December 10, 2022
Risiko Obat Tidur: Gangguan Kesehatan Mental yang Meningkat

Risiko Obat Tidur: Gangguan Kesehatan Mental yang Meningkat

Menurut National Sleep Foundation, 50 hingga 70 juta orang dewasa di Amerika Serikat menderita gangguan tidur. Jumlah ini hanya bertambah karena hidup kita semakin stres. Banyak orang beralih ke obat tidur sebagai cara untuk memerangi sulit tidur, tetapi yang tidak mereka sadari adalah bahwa obat tidur memiliki risikonya sendiri. Efek samping yang paling umum dari obat tidur adalah kantuk di siang hari. Hal ini dapat membuat sulit untuk berkonsentrasi dan meningkatkan risiko kecelakaan. Efek samping lainnya termasuk sakit kepala, mulut kering, dan sakit perut. Namun efek samping yang paling mengkhawatirkan adalah gangguan kesehatan mental.

Apa itu obat tidur?

Sementara sebagian besar pil tidur dianggap aman bila digunakan sesuai petunjuk, ada beberapa risiko yang terkait dengan penggunaannya. Efek samping yang paling umum dari obat tidur adalah kantuk, sakit kepala, dan pusing. Efek samping yang lebih serius termasuk ketergantungan, insomnia rebound, dan gangguan keterampilan motorik.

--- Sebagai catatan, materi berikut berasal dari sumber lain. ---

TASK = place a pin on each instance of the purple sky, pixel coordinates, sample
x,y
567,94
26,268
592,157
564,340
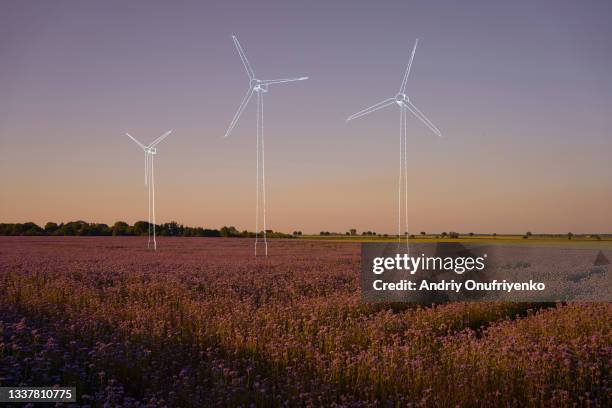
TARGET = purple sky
x,y
522,92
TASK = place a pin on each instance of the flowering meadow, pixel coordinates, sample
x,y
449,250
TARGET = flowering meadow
x,y
201,322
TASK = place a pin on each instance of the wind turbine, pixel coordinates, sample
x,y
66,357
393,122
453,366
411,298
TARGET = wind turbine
x,y
405,104
150,151
259,87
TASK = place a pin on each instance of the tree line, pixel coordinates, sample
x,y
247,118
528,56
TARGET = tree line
x,y
120,228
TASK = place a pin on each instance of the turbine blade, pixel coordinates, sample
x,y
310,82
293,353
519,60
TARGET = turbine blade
x,y
372,108
159,139
136,141
281,81
243,104
245,61
405,81
416,112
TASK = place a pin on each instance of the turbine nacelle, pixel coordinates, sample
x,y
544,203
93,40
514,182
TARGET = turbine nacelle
x,y
402,98
258,85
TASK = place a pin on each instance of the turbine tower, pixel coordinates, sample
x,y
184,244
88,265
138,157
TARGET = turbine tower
x,y
405,104
149,152
259,87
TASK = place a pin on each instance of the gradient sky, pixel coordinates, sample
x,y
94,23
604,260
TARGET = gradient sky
x,y
522,92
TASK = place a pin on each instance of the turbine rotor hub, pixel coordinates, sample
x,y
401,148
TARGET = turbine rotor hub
x,y
401,98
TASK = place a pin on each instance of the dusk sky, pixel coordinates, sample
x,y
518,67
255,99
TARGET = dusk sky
x,y
522,92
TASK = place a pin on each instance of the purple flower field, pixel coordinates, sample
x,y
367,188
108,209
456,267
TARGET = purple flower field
x,y
201,322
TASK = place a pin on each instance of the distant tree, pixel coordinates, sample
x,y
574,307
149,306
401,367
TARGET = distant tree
x,y
51,227
120,228
229,232
141,228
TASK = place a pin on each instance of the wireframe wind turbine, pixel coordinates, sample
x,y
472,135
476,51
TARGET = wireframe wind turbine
x,y
150,151
405,104
259,87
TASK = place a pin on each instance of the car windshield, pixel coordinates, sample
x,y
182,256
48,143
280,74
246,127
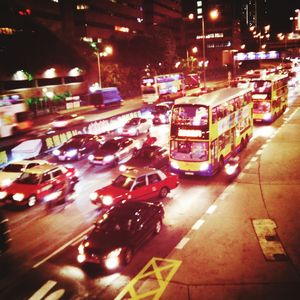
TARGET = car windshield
x,y
29,178
113,225
13,168
134,121
110,146
124,182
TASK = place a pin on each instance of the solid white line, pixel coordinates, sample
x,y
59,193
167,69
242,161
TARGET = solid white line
x,y
198,224
211,209
39,294
259,152
182,243
62,247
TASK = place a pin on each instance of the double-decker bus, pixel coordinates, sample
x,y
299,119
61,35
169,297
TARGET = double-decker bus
x,y
162,87
270,97
207,130
14,115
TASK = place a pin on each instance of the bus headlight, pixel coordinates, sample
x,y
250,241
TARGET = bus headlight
x,y
108,158
267,116
204,166
94,196
107,200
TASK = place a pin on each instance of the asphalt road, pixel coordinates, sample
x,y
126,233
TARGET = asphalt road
x,y
42,259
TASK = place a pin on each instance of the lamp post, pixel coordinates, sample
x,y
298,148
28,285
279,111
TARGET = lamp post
x,y
108,50
214,14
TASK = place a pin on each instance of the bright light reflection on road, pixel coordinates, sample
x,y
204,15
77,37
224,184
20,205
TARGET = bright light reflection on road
x,y
211,209
72,272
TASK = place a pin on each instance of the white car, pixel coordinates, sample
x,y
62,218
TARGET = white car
x,y
13,170
135,126
67,120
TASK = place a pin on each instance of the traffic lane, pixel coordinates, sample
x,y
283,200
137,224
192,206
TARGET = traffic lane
x,y
93,281
195,181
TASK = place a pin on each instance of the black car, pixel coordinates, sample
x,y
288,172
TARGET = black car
x,y
4,234
119,233
78,146
115,150
149,156
161,113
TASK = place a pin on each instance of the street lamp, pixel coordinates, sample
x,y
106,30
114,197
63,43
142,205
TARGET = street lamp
x,y
214,14
108,50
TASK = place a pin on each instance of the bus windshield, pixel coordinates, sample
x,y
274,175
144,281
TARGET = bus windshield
x,y
261,86
189,151
190,115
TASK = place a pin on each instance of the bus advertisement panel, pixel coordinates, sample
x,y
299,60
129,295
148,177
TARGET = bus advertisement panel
x,y
270,97
207,130
14,116
162,87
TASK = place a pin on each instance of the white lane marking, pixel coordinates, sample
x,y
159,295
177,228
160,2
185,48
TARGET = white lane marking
x,y
198,224
62,247
259,152
39,294
211,209
248,166
182,243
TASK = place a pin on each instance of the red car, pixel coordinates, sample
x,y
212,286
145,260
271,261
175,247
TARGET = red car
x,y
38,184
136,184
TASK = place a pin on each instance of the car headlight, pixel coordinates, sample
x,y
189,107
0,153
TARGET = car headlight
x,y
132,131
94,196
72,153
18,197
56,152
3,194
107,200
174,165
108,158
6,182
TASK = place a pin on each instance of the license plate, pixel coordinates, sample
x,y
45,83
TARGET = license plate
x,y
188,173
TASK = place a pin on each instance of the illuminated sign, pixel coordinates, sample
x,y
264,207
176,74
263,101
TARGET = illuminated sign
x,y
259,96
121,28
257,55
189,133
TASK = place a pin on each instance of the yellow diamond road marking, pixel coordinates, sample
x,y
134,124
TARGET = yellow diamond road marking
x,y
151,281
268,239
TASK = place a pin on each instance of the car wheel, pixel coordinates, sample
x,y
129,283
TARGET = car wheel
x,y
127,257
163,192
32,200
158,226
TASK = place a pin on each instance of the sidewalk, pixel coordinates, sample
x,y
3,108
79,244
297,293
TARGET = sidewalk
x,y
247,245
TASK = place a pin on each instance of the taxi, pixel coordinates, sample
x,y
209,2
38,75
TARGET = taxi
x,y
37,183
136,185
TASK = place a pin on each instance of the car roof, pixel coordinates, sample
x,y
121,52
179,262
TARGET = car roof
x,y
41,169
136,172
28,161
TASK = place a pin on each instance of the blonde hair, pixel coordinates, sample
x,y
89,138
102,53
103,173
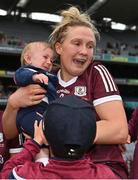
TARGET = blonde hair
x,y
71,17
29,47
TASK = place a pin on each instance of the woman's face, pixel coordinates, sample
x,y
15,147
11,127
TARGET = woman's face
x,y
76,51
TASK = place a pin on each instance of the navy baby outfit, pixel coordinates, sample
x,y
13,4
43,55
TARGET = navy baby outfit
x,y
27,116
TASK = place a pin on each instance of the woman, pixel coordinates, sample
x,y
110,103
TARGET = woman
x,y
74,40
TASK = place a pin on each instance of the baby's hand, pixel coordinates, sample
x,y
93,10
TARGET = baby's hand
x,y
40,78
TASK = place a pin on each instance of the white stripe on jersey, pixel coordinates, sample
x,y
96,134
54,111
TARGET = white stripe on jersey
x,y
107,99
106,77
105,69
103,78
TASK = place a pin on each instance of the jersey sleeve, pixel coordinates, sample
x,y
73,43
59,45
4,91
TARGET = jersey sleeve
x,y
133,125
103,84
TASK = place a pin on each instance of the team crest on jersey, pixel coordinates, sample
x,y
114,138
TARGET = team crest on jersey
x,y
80,91
1,137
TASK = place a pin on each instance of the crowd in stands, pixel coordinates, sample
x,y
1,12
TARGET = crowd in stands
x,y
118,48
113,48
11,40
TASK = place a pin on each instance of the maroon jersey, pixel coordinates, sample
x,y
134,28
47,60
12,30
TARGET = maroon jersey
x,y
22,166
7,147
133,131
97,86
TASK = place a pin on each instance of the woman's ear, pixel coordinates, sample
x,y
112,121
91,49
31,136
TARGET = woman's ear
x,y
58,48
27,58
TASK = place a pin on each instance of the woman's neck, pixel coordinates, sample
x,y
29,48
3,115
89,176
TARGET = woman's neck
x,y
65,76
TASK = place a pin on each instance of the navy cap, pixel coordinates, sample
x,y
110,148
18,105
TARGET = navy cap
x,y
69,126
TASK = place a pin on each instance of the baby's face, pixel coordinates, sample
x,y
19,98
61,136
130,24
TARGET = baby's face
x,y
42,57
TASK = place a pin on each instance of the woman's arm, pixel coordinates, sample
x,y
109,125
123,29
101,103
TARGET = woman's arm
x,y
23,97
112,128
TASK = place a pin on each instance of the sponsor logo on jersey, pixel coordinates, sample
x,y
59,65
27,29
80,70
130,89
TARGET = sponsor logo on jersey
x,y
65,91
80,91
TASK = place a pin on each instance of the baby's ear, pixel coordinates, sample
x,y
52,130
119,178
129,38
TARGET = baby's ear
x,y
27,58
58,48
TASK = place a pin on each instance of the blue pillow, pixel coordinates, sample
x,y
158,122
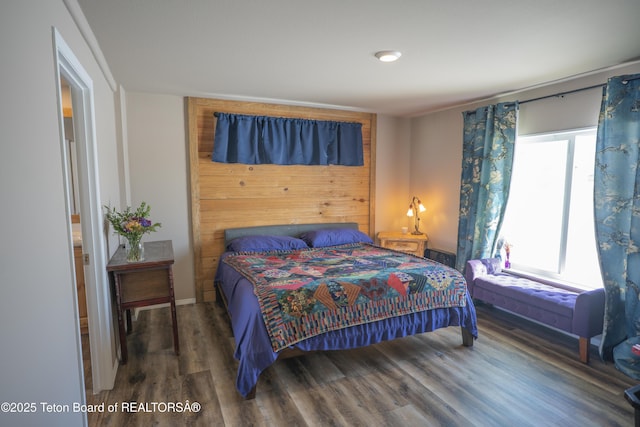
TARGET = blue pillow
x,y
334,236
265,243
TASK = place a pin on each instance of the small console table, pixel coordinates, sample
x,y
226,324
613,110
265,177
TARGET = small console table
x,y
414,244
143,283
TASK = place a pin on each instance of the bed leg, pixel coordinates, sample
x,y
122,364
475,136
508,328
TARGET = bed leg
x,y
584,344
467,337
252,394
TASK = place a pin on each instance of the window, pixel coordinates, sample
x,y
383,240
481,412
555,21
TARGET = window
x,y
549,216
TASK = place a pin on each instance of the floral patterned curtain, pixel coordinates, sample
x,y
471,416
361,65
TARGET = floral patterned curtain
x,y
487,158
617,215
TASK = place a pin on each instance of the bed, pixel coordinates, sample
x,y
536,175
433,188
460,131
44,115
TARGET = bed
x,y
335,291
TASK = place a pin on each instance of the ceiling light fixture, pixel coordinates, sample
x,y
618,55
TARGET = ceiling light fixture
x,y
388,55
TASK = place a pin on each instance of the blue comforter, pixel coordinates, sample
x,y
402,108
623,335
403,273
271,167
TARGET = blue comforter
x,y
254,348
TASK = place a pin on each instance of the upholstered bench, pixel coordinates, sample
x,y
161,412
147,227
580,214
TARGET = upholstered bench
x,y
572,310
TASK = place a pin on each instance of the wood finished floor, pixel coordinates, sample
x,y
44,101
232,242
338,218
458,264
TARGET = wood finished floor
x,y
517,373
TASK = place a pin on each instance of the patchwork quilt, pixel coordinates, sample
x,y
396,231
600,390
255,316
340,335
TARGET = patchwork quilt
x,y
303,293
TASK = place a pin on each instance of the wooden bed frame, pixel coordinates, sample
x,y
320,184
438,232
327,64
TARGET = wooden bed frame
x,y
294,231
226,195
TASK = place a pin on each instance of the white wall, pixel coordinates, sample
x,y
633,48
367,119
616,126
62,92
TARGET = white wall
x,y
159,174
436,144
392,173
39,330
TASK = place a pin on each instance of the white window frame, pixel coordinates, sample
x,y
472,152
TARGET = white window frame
x,y
558,275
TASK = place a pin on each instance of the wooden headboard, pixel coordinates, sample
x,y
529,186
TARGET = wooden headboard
x,y
237,195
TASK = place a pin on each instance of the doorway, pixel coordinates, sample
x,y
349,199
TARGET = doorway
x,y
73,191
84,195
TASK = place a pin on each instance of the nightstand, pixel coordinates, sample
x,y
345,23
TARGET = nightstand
x,y
143,283
414,244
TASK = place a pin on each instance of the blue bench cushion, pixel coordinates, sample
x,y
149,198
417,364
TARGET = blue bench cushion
x,y
548,304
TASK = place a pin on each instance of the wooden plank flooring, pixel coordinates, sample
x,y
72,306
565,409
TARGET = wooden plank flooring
x,y
517,373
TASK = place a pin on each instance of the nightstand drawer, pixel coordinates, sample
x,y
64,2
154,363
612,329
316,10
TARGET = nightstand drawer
x,y
404,246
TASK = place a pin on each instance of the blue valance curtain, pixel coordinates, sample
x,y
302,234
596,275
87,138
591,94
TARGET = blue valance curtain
x,y
617,218
487,157
286,141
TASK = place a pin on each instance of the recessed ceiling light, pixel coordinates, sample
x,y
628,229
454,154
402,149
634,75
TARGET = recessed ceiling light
x,y
388,55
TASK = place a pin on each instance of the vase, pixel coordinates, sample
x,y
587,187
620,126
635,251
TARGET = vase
x,y
135,249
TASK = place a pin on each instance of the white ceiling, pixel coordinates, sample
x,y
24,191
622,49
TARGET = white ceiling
x,y
320,52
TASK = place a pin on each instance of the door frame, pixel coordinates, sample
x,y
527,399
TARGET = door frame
x,y
103,363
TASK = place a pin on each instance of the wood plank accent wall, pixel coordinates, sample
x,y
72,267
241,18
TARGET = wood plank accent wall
x,y
236,195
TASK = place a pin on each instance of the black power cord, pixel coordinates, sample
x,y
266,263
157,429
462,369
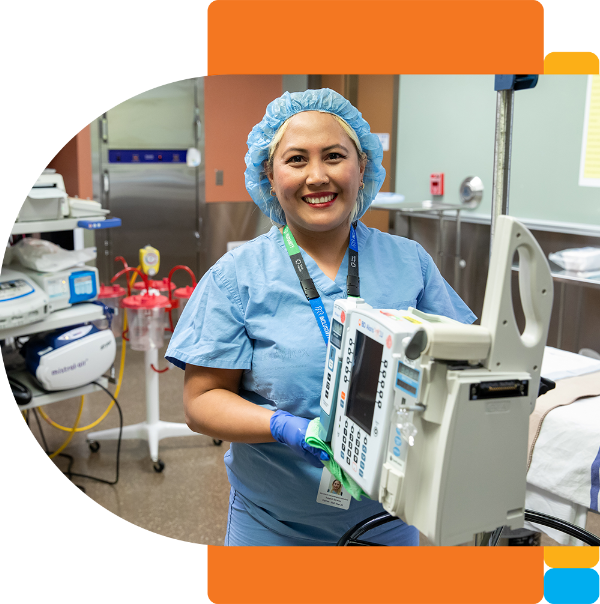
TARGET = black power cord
x,y
68,473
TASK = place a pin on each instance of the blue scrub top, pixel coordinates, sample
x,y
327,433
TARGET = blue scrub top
x,y
249,312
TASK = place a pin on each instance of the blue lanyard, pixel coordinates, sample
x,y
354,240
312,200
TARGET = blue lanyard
x,y
310,291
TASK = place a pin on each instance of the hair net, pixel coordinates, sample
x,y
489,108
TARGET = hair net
x,y
278,111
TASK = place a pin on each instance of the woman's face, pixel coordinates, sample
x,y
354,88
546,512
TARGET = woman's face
x,y
316,172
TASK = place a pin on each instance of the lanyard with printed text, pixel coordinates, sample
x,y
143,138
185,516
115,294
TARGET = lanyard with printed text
x,y
310,291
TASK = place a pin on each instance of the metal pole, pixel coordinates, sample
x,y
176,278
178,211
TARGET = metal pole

Obat tidur juga dapat berinteraksi dengan obat lain yang Anda gunakan untuk kondisi lain. Misalnya, meminum obat tidur dengan alkohol dapat meningkatkan efek sedatif dari kedua obat tersebut dan dapat menyebabkan tingkat kantuk yang berbahaya. Mencampur obat tidur dengan antidepresan tertentu juga dapat menyebabkan masalah.

Beberapa orang yang menggunakan obat tidur mengembangkan toleransi terhadap mereka dari waktu ke waktu. Ini berarti mereka perlu mengambil dosis yang lebih tinggi dan lebih tinggi untuk mendapatkan efek yang sama. Toleransi dapat menyebabkan ketergantungan dan akhirnya kecanduan. Orang yang kecanduan obat tidur mungkin mengalami kesulitan berhenti bahkan ketika mereka ingin atau ketika pil mulai menimbulkan masalah dalam hidup mereka.

Penyalahgunaan pil tidur adalah masalah yang berkembang di Amerika Serikat. Menurut National Institute on Drug Abuse, hampir satu dari 10 orang Amerika menyalahgunakan obat resep, dan banyak dari resep ini untuk obat tidur. Mengambil terlalu banyak pil tidur dapat menyebabkan overdosis dan kematian.

Bagaimana cara kerja obat tidur?

Kebanyakan obat tidur bekerja dengan menekan sistem saraf pusat. Tindakan ini membuat Anda lebih mudah tertidur. Menurut National Institutes of Health, penggunaan pil tidur dikaitkan dengan peningkatan risiko demensia.

Risiko minum obat tidur

Pil tidur adalah salah satu obat yang paling sering diresepkan di Amerika Serikat. Meskipun obat ini efektif untuk penggunaan jangka pendek, ada sejumlah risiko yang terkait dengan penggunaan obat tidur.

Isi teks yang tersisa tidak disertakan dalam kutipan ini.